One way to use SVD to reduce noise is to do the decomposition, set components that are near zero to be exactly zero, then re-compose.
Here's an online tutorial on SVD.
You might want to take a look at Numerical Recipes.
Singular value decomposition is a method for taking an nxm matrix M and "decomposing" it into three matrices such that M=USV. S is a diagonal square (the only nonzero entries are on the diagonal from top-left to bottom-right) matrix containing the "singular values" of M. U and V are orthogonal, which leads to the geometric understanding of SVD, but that isn't necessary for noise reduction.
With M=USV, we still have the original matrix M with all its noise intact. However, if we only keep the k largest singular values (which is easy, since many SVD algorithms compute a decomposition where the entries of S are sorted in nonincreasing order), then we have an approximation of the original matrix. This works because we assume that the small values are the noise, and that the more significant patterns in the data will be expressed through the vectors associated with larger singular values.
In fact, the resulting approximation is the most accurate rank-k approximation of the original matrix (has the least squared error).
To answer to the tittle question: SVD is a generalization of eigenvalues/eigenvectors to non-square matrices.
Say,
$X \in N \times p$, then the SVD decomposition of X yields X=UDV^T where D is diagonal and U and V are orthogonal matrices.
Now X^TX is a square matrice, and the SVD decomposition of X^TX=VD^2V where V is equivalent to the eigenvectors of X^TX and D^2 contains the eigenvalues of X^TX.
SVD can also be used to greatly ease global (i.e. to all observations simultaneously) fitting of an arbitrary model (expressed in an formula) to data (with respect to two variables and expressed in a matrix).

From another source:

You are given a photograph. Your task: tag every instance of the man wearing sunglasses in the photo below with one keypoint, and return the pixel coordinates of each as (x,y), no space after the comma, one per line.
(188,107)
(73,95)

For example, data matrix A = D * MT where D represents the possible states of a system and M represents its evolution wrt some variable (e.g. time).
By SVD, A(x,y) = U(x) * S * VT(y) and therefore D * MT = U * S * VT
then D = U * S * VT * MT+ where the "+" indicates a pseudoinverse.
One can then take a mathematical model for the evolution and fit it to the columns of V, each of which are a linear combination the components of the model (this is easy, as each column is a 1D curve). This obtains model parameters which generate M? (the ? indicates it is based on fitting).
M * M?+ * V = V? which allows residuals R * S2 = V - V? to be minimized, thus determining D and M.
Pretty cool, eh?
The columns of U and V can also be inspected to glean information about the data; for example each inflection point in the columns of V typically indicates a different component of the model.
Finally, and actually addressing your question, it is import to note that although each successive singular value (element of the diagonal matrix S) with its attendant vectors U and V does have lower signal to noise, the separation of the components of the model in these "less important" vectors is actually more pronounced. In other words, if the data is described by a bunch of state changes that follow a sum of exponentials or whatever, the relative weights of each exponential get closer together in the smaller singular values. In other other words the later singular values have vectors which are less smooth (noisier) but in which the change represented by each component are more distinct.